Cassidy Tucker at Desk.com describes growth as “the kiss of death” for some companies, specifically those who fail to plan for changes in company structure. When a growing company builds its reputation for customer service, customers themselves can feel the strain of growth when that reputation is no longer met or exceeded. The following guidelines can keep customers H-A-P-P-Y when your company is expanding.
H – Hear your customer
As obvious as it sounds, your customers will be the first to let you know when growth starts straining your service offerings. Keep your eyes and ears open for frustrated chats and voicemails to ensure that your customers aren’t getting lost in the shuffle as your company experiences growth.
A – Ask for feedback
Even if your customers aren’t letting you know how your service is, go ahead and ask them to provide feedback. Cassidy recalls this practice during her time at SPLT:
“We made it a point to check in with our customers multiple times a week. Not only did we gain amazing insights into how our customers felt about our product, but we also fostered relationships with customers who realized we truly cared about providing the best service possible. Many of our very first customers volunteered to be our ‘SPLT Champions,’ promoting our brand everywhere they went.”
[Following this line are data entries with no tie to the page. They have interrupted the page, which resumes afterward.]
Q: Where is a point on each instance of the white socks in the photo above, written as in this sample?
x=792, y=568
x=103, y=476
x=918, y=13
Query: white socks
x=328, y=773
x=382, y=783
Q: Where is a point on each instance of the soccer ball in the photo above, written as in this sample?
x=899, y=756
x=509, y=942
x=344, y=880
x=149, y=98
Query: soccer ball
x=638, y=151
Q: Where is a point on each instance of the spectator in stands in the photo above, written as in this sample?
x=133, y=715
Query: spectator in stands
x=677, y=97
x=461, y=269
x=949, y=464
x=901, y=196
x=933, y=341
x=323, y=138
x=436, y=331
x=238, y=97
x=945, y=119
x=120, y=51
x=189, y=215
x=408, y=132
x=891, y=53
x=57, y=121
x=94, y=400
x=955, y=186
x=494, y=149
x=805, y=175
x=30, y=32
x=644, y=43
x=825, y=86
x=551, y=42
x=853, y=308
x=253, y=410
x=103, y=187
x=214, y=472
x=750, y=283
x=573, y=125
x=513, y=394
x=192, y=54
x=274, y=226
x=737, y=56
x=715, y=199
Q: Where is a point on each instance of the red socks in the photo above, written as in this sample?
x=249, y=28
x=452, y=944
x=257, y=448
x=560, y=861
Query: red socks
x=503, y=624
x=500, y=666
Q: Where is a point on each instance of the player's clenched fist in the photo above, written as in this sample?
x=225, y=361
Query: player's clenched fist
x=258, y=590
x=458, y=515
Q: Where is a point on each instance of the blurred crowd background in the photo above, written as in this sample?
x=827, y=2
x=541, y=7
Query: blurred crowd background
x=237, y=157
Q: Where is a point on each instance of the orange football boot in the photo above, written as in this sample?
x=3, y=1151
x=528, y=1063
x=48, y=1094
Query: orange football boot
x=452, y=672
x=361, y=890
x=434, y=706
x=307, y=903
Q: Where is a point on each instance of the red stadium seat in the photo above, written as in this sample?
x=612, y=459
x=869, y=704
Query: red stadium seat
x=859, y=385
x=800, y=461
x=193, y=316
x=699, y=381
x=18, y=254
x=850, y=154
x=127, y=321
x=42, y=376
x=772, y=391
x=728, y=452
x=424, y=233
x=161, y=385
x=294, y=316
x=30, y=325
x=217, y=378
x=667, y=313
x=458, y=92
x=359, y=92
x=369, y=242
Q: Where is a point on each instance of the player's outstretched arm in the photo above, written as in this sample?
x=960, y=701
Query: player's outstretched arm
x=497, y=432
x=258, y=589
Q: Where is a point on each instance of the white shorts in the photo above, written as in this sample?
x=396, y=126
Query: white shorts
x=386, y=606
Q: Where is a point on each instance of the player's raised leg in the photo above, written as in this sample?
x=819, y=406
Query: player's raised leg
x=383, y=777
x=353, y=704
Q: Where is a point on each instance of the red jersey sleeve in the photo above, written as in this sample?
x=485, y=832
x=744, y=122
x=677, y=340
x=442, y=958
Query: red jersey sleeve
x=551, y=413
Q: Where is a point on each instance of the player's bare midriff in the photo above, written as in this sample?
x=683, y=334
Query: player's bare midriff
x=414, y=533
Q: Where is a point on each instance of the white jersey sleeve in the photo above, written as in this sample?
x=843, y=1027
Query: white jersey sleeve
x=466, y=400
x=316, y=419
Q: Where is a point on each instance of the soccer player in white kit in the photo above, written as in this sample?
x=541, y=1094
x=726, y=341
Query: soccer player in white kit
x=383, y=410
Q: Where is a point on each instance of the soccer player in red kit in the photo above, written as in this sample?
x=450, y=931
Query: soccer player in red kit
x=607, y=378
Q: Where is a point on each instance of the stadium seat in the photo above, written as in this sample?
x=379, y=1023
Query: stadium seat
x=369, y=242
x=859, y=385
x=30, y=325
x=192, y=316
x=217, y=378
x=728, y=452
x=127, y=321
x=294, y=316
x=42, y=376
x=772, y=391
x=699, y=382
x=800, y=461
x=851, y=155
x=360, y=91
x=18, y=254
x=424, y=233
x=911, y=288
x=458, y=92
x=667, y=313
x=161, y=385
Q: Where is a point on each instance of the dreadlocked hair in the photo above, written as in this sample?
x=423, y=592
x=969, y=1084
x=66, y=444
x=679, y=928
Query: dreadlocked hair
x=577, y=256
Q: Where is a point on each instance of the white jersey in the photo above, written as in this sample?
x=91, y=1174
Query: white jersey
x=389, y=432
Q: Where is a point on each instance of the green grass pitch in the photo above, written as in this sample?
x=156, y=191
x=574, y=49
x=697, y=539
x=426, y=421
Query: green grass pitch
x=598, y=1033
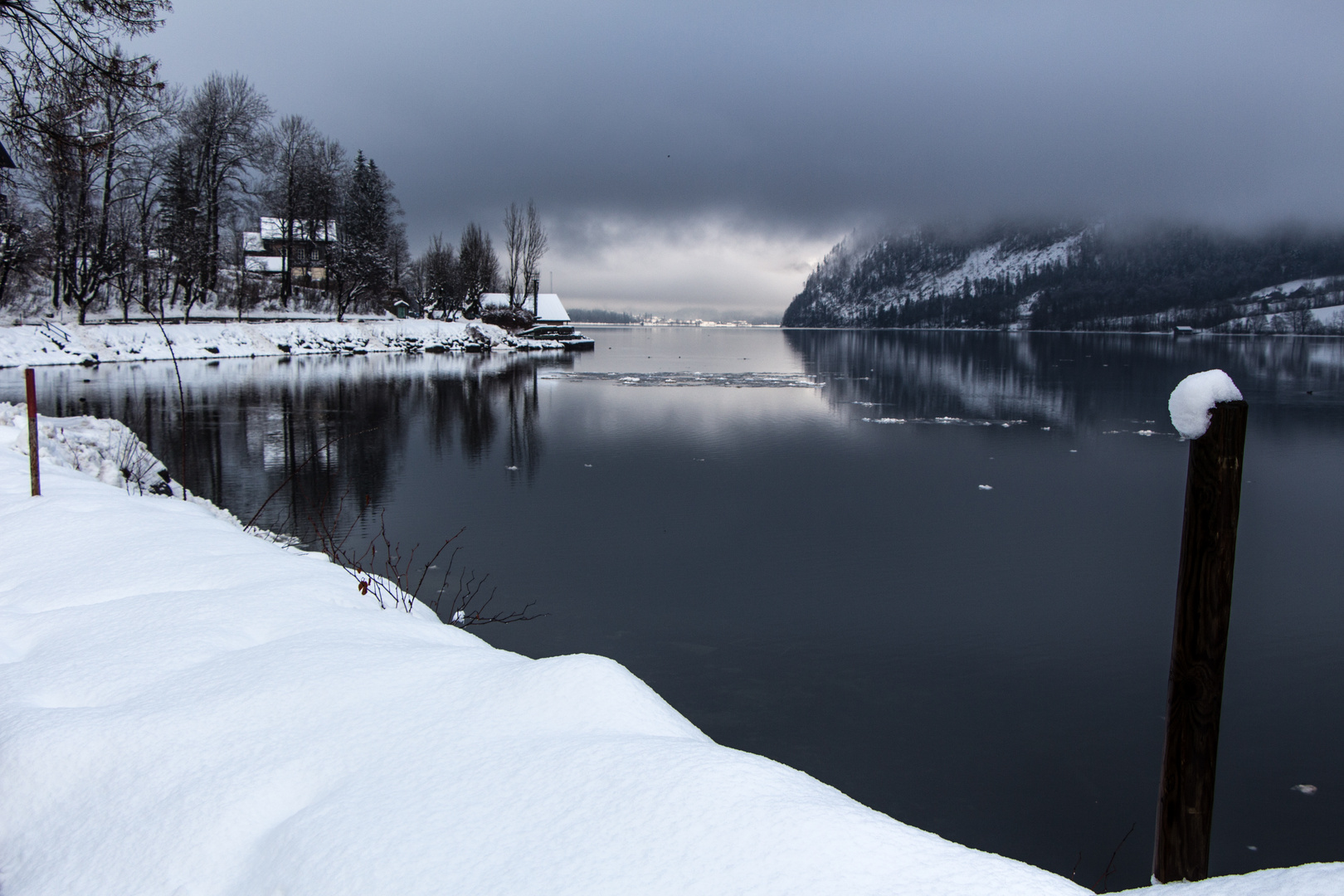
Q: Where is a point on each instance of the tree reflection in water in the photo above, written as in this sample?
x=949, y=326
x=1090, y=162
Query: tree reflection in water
x=318, y=429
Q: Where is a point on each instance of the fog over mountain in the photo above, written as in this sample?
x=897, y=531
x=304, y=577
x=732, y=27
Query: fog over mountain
x=710, y=153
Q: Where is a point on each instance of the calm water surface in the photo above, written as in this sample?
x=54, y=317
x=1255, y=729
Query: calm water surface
x=786, y=536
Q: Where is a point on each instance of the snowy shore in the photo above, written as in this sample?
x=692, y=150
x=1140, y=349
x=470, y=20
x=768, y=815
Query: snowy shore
x=51, y=343
x=191, y=709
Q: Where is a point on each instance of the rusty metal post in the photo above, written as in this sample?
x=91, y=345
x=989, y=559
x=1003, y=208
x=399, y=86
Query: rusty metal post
x=32, y=386
x=1199, y=646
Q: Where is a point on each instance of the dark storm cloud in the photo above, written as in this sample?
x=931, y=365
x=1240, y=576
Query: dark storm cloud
x=806, y=119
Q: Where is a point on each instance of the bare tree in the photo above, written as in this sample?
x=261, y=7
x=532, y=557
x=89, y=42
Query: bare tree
x=440, y=277
x=360, y=262
x=533, y=247
x=78, y=156
x=515, y=236
x=222, y=132
x=49, y=42
x=288, y=156
x=477, y=268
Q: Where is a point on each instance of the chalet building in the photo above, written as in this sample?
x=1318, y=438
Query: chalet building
x=264, y=250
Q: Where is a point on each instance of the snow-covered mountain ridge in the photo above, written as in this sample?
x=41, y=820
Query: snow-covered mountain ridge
x=1071, y=277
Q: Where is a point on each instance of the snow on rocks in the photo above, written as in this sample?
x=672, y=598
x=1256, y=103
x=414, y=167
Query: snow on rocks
x=1303, y=880
x=51, y=343
x=187, y=709
x=1194, y=398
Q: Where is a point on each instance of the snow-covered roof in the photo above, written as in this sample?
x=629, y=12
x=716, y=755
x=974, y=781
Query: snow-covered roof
x=265, y=264
x=275, y=229
x=548, y=306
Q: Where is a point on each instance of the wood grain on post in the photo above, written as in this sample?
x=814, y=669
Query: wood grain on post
x=32, y=387
x=1199, y=646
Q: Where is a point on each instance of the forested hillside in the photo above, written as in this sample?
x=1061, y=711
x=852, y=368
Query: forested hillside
x=1079, y=277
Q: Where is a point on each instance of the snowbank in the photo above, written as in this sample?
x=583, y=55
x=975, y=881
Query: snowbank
x=1194, y=398
x=51, y=343
x=188, y=709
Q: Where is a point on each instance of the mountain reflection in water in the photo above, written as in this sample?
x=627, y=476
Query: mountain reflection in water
x=714, y=509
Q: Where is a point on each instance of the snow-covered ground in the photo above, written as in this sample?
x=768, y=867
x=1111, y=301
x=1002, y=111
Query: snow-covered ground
x=190, y=709
x=52, y=343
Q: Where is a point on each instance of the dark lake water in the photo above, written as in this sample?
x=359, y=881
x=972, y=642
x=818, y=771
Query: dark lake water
x=784, y=533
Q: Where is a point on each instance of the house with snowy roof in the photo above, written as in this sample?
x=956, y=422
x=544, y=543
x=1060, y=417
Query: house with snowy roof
x=546, y=306
x=266, y=250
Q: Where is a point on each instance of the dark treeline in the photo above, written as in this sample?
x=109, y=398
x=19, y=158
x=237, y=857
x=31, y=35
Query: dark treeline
x=136, y=197
x=1090, y=278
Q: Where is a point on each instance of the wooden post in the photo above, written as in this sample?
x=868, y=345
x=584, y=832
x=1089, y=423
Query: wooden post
x=1199, y=646
x=32, y=386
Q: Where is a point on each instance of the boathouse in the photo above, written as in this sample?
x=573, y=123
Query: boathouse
x=548, y=306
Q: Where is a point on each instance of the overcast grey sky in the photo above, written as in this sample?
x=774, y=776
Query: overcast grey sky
x=699, y=153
Never underestimate the power of a personal connection between company and customer.
P – Praise your customers
We all like being appreciated, and that certainly extends to your customers. You can help your clients get through a rough patch of service with praise and appreciation. This can be anything from “Thank you” messages at the end of all chat interactions, or new-client gifts. If you’re shrugging and thinking that your customer experience is already good enough, Cassidy shares that while “80% of CEOs believe they deliver a superior customer experience, only 8% of customers actually agree.”
P – Protect your company’s values and mission
Unlike many aspects of your business, you can uniquely tie customer service to the strength of your company values. A strong drive and belief toward customer service is a hallmark of most industry-leading companies. Cassidy reinforces this notion toward keeping customer service running on all cylinders, even during times of growth, “Ultimately, customers will feel a difference with your company that they’ll never experience with a company that does not own its values and mission.”
Y – “Yay!”
Your team should have this end goal in mind when responding to customer needs. Constantly asking the question, “How can I not only help solve this customer’s problem but make their day as well?” is a necessity in the customer service department. Keeping this as your rallying cry for new and old employees can help keep your culture consistent as you grow.